I zip tied a piece of plywood onto the back wall for temp use. And you can see the flyball matting cut to size on the floor:


















I also got the top piece of aluminum cut to size:


----------



## awmp (Feb 20, 2013)

Make sure you keep us up to date, would love to see the finished product.


----------



## Lin (Jul 3, 2007)

So will this one be much shorter height wise? Since your wood one followed the car ceiling?


----------



## wildo (Jul 27, 2006)

Lin said:


> So will this one be much shorter height wise? Since your wood one followed the car ceiling?


I'm not entirely sure, Lin. I think this one is maybe a bit taller. Yes, the kennel in the Mazda went to the ceiling, however- it was also on a raised platform. This one is low, sitting on the car's floor. I have 29" of vertical clearance in this kennel.


----------



## CroMacster (Oct 23, 2013)

Any updates?


----------



## 2Kool4SkoolKiid (Jun 29, 2015)

How much did you spend on the metal fames ?


----------



## wildo (Jul 27, 2006)

2Kool4SkoolKiid said:


> How much did you spend on the metal fames ?


About $110 in steel, if memory serves.


----------



## wildo (Jul 27, 2006)

wildo said:


> About $110 in steel, if memory serves.


The aluminum was another $150 or so.


----------



## 2Kool4SkoolKiid (Jun 29, 2015)

wildo said:


> About $110 in steel, if memory serves.


$260 is really good, compared to 2k for a k9 crate


----------



## wildo (Jul 27, 2006)

2Kool4SkoolKiid said:


> $260 is really good, compared to 2k for a k9 crate


That's why I DIY.


----------



## wildo (Jul 27, 2006)

CroMacster said:


> Any updates?


Sure.

I added a front gate to the front wall









It can open too









Everything got painted









I had the idea to put down some sound insulation to buffer road noise









...I did do that, but I wrapped the insulation in plastic first to protect from moisture. Notice I also added 1/8" thick weather stripping to the floor section in order to give the aluminum kennel floor at least a semblance of shock isolation.









Installed:




































At some point in time I'll probably add doors. But for now, the car doors work perfectly well. This project is basically considered complete.


----------



## charger (Jan 29, 2008)

Noticed the shaved patches on your pups legs, hope everything is okay.
Nice job on the cage!


----------



## sweetGSD (Sep 19, 2011)

That's really nice!


----------



## CroMacster (Oct 23, 2013)

Looking good. I just started on my own last night. Will be a similar backseat replacement.

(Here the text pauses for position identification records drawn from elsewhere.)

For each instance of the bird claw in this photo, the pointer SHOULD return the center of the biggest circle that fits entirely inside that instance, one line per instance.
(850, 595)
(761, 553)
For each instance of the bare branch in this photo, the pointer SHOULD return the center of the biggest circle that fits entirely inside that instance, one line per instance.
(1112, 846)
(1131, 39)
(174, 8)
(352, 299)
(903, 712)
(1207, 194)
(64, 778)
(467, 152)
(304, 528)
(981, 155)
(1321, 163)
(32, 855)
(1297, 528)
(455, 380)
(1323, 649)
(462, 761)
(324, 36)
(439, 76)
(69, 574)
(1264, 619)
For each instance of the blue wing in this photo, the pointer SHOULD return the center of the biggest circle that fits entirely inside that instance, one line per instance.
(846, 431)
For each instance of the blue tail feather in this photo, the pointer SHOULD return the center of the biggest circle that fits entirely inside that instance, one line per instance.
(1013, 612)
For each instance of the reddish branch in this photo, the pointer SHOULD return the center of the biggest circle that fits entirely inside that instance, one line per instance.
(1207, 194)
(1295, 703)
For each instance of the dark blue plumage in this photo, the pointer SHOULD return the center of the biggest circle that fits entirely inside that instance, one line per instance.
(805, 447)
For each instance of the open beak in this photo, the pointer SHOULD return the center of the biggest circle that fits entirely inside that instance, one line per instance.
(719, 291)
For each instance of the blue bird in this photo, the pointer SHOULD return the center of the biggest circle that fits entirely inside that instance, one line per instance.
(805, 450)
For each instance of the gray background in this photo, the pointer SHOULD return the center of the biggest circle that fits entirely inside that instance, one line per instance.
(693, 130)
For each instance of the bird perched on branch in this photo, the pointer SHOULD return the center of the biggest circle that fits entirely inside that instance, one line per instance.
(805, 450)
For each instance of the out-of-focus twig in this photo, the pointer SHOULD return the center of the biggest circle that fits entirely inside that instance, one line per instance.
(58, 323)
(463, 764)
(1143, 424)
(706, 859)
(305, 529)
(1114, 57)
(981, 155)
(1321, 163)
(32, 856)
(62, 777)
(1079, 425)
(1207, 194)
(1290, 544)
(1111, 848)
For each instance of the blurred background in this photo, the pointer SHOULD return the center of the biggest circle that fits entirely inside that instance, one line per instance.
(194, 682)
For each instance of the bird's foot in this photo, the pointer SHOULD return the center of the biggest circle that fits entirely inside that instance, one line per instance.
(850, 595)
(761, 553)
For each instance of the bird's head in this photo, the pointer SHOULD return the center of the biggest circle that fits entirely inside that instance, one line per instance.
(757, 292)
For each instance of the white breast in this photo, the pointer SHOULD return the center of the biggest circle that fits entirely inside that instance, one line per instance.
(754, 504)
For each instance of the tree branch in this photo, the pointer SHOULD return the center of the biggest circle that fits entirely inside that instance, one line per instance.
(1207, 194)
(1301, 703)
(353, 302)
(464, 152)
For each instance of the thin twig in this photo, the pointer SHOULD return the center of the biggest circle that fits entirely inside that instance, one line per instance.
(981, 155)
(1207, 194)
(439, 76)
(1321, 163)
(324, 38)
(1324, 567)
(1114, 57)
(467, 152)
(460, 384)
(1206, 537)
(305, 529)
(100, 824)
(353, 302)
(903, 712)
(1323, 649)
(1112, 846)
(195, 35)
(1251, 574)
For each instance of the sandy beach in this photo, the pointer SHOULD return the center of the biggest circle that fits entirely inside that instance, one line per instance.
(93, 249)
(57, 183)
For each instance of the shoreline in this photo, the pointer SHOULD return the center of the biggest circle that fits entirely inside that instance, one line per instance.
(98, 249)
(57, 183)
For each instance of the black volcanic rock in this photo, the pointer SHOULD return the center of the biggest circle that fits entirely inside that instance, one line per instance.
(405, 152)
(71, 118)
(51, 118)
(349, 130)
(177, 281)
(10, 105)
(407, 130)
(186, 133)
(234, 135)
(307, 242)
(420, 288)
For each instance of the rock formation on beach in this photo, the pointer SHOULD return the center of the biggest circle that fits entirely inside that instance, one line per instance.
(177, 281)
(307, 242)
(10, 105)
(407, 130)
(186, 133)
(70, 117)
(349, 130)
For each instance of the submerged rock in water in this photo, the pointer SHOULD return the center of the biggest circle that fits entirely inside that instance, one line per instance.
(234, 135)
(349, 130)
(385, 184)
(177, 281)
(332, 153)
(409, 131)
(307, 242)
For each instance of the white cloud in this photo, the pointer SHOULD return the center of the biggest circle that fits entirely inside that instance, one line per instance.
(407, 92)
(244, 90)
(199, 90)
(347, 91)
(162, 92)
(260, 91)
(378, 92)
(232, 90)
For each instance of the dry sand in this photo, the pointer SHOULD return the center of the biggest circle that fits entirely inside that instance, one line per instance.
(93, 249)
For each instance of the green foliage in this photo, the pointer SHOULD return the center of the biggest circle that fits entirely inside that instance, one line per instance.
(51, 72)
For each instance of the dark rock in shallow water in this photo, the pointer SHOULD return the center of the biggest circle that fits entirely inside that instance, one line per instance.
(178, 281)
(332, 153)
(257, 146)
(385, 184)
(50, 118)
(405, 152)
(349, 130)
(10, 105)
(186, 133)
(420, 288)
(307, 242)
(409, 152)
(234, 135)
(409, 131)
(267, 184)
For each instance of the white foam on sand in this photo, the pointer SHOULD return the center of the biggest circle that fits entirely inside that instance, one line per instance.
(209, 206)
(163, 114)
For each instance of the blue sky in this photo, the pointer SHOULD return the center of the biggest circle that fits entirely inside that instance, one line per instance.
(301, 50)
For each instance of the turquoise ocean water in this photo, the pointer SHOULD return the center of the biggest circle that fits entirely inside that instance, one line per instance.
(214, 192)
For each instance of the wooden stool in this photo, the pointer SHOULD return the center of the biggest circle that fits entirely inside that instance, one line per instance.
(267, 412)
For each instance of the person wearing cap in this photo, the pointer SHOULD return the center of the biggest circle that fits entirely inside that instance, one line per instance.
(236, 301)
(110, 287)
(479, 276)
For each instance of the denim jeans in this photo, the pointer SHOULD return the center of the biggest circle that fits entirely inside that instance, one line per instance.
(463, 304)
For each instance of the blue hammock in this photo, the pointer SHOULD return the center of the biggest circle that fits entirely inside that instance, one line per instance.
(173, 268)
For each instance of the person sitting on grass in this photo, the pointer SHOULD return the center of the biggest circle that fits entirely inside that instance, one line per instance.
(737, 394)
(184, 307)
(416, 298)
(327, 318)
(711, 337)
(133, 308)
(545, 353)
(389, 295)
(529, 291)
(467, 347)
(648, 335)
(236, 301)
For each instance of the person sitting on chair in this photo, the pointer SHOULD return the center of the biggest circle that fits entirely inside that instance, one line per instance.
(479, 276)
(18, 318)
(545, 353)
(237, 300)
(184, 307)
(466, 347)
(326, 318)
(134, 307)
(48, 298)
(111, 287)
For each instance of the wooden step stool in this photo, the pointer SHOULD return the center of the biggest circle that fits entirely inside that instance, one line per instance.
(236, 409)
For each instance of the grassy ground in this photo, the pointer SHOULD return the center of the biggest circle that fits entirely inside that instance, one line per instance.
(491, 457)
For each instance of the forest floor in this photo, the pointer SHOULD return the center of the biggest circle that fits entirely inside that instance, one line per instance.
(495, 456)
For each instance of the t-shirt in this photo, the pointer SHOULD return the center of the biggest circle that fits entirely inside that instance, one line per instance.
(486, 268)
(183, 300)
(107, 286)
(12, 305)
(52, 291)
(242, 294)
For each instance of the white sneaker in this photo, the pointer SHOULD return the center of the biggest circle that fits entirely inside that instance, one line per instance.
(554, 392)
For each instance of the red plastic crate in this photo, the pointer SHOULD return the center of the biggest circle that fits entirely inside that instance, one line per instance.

I like your sliding gate. What did you use for the sliding mechanism?


----------



## wildo (Jul 27, 2006)

CroMacster said:


> Looking good. I just started on my own last night. Will be a similar backseat replacement.
> 
> I like your sliding gate. What did you use for the sliding mechanism?


Just drawer slides. They work fine, but in the open position they rattle a bit. At first the detent of the drawer slides (closed position) held the gate closed, but with time and use it loosened up and turning a corner would allow the gate to slide open (or closed). Therefore, I've recently added a latch.



















Post pics of your build...


----------